How Does Drug Use Impact Pregnancy?

Addiction already carries the risk of extreme life consequences, but when a person is both pregnant and addicted to drugs and alcohol, the potential risks increase dramatically. Pregnant women require treatment that addresses their specific needs if they are to be successful in overcoming addiction. Without treatment, the consequences of drug addiction and alcoholism will not only affect the mother, but may create dangerous side effects in the developing infant.
An expecting mother’s addiction can cause an infant to be born with a painful physical dependence to substances. When a baby is exposed to drugs in the womb, it may experience severe withdrawal symptoms upon birth, known medically as Neonatal Abstinence Syndrome (NAS). NAS does not only occur when a pregnant woman uses illicit drugs, but can also arise from the use of prescription drugs, including prescription opioids.
The rates of American children born with NAS has quadrupled in the past 15 years. Hannah Rappleye, in a 2017 NBC News article entitled Born Addicted: The Number of Opioid-Addicted Babies is Soaring, explains that some counties in East Tennessee report rates of infants for with NAS at eight times the national average. Dr. Shawn Hollinger, a neonatal at Niswonger Children’s Hospital in Johnson City, Tennessee, explained to NBC that the numbers of children with NAS who need intensive treatment has been so overwhelming that to hospital has had to open an entirely new wing dedicated to caring for the infants. According to Rappleye, “Since 2009, hospital staff have treated over 1,800 babies with NAS. In the past 12 months, Hollinger has seen 351 infants with NAS come through the NICU.”

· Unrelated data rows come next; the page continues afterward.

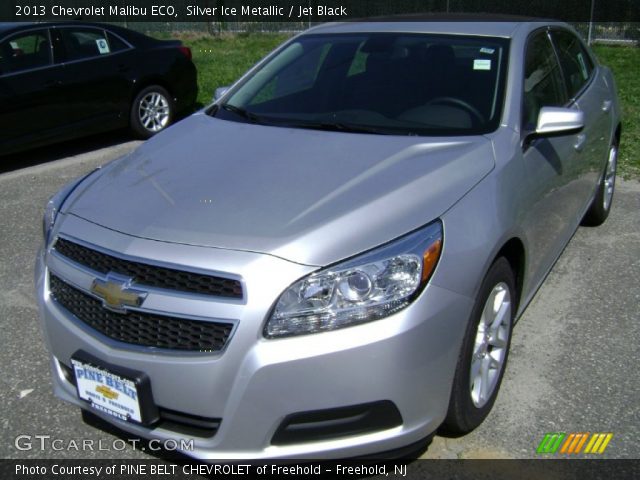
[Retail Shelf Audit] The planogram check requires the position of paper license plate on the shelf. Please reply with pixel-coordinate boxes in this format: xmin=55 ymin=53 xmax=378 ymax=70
xmin=71 ymin=352 xmax=157 ymax=423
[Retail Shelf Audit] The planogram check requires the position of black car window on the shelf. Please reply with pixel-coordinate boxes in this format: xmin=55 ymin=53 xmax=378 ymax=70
xmin=551 ymin=31 xmax=593 ymax=98
xmin=0 ymin=30 xmax=51 ymax=75
xmin=107 ymin=32 xmax=129 ymax=52
xmin=61 ymin=28 xmax=111 ymax=61
xmin=522 ymin=32 xmax=567 ymax=130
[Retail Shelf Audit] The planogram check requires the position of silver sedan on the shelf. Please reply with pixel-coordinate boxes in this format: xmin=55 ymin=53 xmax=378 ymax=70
xmin=36 ymin=21 xmax=621 ymax=460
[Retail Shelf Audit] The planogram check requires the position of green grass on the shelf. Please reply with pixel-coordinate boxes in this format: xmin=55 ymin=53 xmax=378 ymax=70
xmin=168 ymin=33 xmax=640 ymax=178
xmin=594 ymin=45 xmax=640 ymax=178
xmin=174 ymin=33 xmax=289 ymax=105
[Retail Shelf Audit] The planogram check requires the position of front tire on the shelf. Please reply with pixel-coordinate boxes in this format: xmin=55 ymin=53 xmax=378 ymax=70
xmin=441 ymin=257 xmax=517 ymax=435
xmin=582 ymin=143 xmax=618 ymax=227
xmin=130 ymin=85 xmax=174 ymax=139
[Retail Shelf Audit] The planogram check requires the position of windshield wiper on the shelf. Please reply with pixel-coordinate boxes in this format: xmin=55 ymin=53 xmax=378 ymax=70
xmin=287 ymin=122 xmax=390 ymax=135
xmin=222 ymin=103 xmax=261 ymax=123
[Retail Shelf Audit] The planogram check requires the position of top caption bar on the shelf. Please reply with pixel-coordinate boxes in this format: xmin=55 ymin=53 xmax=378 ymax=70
xmin=0 ymin=0 xmax=640 ymax=23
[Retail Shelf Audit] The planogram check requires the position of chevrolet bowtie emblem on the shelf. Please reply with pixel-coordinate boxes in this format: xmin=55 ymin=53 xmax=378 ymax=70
xmin=91 ymin=273 xmax=147 ymax=313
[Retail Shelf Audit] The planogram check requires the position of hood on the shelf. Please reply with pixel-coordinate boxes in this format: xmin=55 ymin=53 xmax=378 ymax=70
xmin=63 ymin=114 xmax=494 ymax=265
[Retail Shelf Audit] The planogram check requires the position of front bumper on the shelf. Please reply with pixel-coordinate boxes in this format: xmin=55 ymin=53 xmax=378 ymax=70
xmin=36 ymin=217 xmax=472 ymax=460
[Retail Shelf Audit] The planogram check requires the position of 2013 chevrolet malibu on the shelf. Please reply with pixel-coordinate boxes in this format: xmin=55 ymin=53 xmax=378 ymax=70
xmin=36 ymin=21 xmax=621 ymax=460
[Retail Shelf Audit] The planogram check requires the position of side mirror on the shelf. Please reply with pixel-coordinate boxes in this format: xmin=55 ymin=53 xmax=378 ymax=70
xmin=534 ymin=107 xmax=584 ymax=137
xmin=213 ymin=87 xmax=229 ymax=102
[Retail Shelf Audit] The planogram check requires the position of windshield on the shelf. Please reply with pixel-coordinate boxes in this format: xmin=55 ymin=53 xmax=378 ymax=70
xmin=212 ymin=33 xmax=508 ymax=135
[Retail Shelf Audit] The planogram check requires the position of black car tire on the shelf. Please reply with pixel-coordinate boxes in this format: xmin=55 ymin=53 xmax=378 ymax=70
xmin=130 ymin=85 xmax=175 ymax=139
xmin=440 ymin=257 xmax=517 ymax=435
xmin=582 ymin=142 xmax=618 ymax=227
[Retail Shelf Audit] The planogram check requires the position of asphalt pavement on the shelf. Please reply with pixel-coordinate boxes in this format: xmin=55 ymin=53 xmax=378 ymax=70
xmin=0 ymin=142 xmax=640 ymax=459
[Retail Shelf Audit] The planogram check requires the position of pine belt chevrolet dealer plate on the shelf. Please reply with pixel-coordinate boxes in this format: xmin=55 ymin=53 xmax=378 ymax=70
xmin=71 ymin=352 xmax=157 ymax=424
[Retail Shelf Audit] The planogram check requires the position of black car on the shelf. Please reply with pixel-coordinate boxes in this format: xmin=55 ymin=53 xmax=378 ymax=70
xmin=0 ymin=22 xmax=198 ymax=155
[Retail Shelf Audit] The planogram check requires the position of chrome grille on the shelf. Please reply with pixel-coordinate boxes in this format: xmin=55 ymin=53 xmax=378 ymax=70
xmin=54 ymin=238 xmax=243 ymax=298
xmin=49 ymin=274 xmax=233 ymax=352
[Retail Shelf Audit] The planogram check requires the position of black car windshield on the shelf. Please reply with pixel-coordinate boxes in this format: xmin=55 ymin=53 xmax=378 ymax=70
xmin=212 ymin=33 xmax=508 ymax=135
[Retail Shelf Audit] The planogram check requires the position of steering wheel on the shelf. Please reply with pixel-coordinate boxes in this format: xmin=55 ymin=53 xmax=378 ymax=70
xmin=425 ymin=97 xmax=484 ymax=123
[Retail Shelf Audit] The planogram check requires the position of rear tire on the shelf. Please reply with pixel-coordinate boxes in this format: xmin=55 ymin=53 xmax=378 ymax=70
xmin=130 ymin=85 xmax=175 ymax=139
xmin=440 ymin=257 xmax=517 ymax=435
xmin=582 ymin=143 xmax=618 ymax=227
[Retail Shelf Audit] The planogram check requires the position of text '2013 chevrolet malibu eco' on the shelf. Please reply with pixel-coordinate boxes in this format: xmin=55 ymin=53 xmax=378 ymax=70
xmin=36 ymin=20 xmax=621 ymax=461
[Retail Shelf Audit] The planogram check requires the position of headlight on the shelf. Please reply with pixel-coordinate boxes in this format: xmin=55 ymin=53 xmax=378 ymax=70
xmin=264 ymin=221 xmax=442 ymax=338
xmin=42 ymin=168 xmax=99 ymax=245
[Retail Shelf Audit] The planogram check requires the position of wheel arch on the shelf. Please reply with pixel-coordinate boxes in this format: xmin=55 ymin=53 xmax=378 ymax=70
xmin=129 ymin=75 xmax=175 ymax=107
xmin=490 ymin=237 xmax=526 ymax=312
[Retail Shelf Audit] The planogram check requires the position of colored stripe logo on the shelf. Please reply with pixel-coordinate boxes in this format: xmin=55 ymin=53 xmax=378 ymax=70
xmin=536 ymin=432 xmax=613 ymax=455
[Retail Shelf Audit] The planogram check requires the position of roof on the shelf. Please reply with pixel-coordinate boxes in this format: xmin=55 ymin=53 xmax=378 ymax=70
xmin=308 ymin=14 xmax=560 ymax=38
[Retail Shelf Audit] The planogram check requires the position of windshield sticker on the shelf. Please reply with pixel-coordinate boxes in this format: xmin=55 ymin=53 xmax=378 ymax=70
xmin=473 ymin=58 xmax=491 ymax=70
xmin=578 ymin=52 xmax=589 ymax=80
xmin=96 ymin=38 xmax=110 ymax=54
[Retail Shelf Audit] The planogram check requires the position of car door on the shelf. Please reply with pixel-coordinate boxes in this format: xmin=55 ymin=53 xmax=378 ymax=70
xmin=0 ymin=28 xmax=67 ymax=153
xmin=551 ymin=30 xmax=613 ymax=206
xmin=54 ymin=26 xmax=132 ymax=130
xmin=522 ymin=29 xmax=583 ymax=279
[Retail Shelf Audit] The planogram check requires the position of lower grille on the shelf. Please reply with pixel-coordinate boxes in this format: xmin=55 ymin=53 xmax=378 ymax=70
xmin=49 ymin=275 xmax=233 ymax=352
xmin=58 ymin=361 xmax=222 ymax=438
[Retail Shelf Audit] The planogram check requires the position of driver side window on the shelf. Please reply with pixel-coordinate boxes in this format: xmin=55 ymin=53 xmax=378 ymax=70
xmin=522 ymin=31 xmax=567 ymax=130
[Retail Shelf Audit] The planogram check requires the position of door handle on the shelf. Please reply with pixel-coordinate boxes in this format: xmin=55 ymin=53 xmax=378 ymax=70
xmin=44 ymin=80 xmax=62 ymax=88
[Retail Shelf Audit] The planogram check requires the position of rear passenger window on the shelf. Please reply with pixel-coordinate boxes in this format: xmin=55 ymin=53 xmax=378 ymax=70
xmin=107 ymin=32 xmax=129 ymax=52
xmin=61 ymin=28 xmax=111 ymax=61
xmin=0 ymin=30 xmax=51 ymax=75
xmin=551 ymin=31 xmax=593 ymax=98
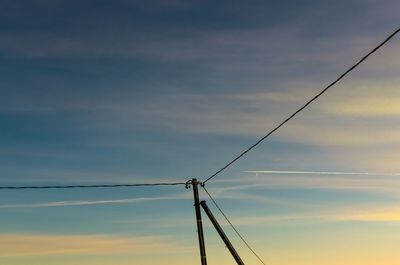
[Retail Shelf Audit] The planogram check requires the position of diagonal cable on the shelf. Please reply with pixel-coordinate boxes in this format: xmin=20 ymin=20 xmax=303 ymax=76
xmin=203 ymin=28 xmax=400 ymax=183
xmin=201 ymin=185 xmax=266 ymax=265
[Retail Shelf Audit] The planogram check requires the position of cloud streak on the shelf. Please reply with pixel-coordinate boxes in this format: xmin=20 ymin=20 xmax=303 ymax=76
xmin=0 ymin=193 xmax=190 ymax=209
xmin=0 ymin=234 xmax=187 ymax=257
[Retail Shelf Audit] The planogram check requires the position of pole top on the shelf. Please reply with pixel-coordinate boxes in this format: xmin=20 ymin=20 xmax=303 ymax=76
xmin=185 ymin=178 xmax=204 ymax=189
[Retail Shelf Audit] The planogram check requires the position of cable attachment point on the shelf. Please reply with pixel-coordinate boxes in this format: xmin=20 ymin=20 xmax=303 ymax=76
xmin=185 ymin=179 xmax=192 ymax=189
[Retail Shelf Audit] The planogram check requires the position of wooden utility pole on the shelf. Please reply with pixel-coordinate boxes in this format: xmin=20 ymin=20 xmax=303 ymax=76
xmin=200 ymin=201 xmax=244 ymax=265
xmin=191 ymin=178 xmax=207 ymax=265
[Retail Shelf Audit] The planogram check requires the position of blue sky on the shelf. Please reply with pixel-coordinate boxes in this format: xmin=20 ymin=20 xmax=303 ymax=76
xmin=0 ymin=0 xmax=400 ymax=265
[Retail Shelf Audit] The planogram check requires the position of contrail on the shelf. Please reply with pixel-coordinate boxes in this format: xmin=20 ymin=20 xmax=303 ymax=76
xmin=244 ymin=170 xmax=400 ymax=176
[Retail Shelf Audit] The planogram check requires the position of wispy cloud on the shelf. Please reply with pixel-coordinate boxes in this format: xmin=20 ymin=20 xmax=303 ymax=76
xmin=0 ymin=193 xmax=190 ymax=209
xmin=0 ymin=234 xmax=187 ymax=257
xmin=225 ymin=206 xmax=400 ymax=226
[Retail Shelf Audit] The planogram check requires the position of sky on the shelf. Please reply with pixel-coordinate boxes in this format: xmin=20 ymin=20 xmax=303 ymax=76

NAS can be caused by illicit drugs like heroin, prescription opioids such as codeine, hydrocodone, morphine, oxycodone, and tramadol, and other prescriptions drugs like antidepressants and benzodiazepines. According to March of Dimes, symptoms may different for every baby, but “most happen within 3 days (72 hours) of birth, but some may happen right after birth or not until a few weeks after birth. They can last from 1 week to 6 months after birth. Symptoms can include: tremors, convulsions, twitching, excessive and high-pitched crying, poor feeding, slow weight gain, breathing problems, fever, sweating, blotchy skin, trouble sleeping, diarrhea, vomiting, stuffy nose, and sneezing. It is important for both the mother and the infant to immediately seek treatment to reduce any potentially dangerous complications.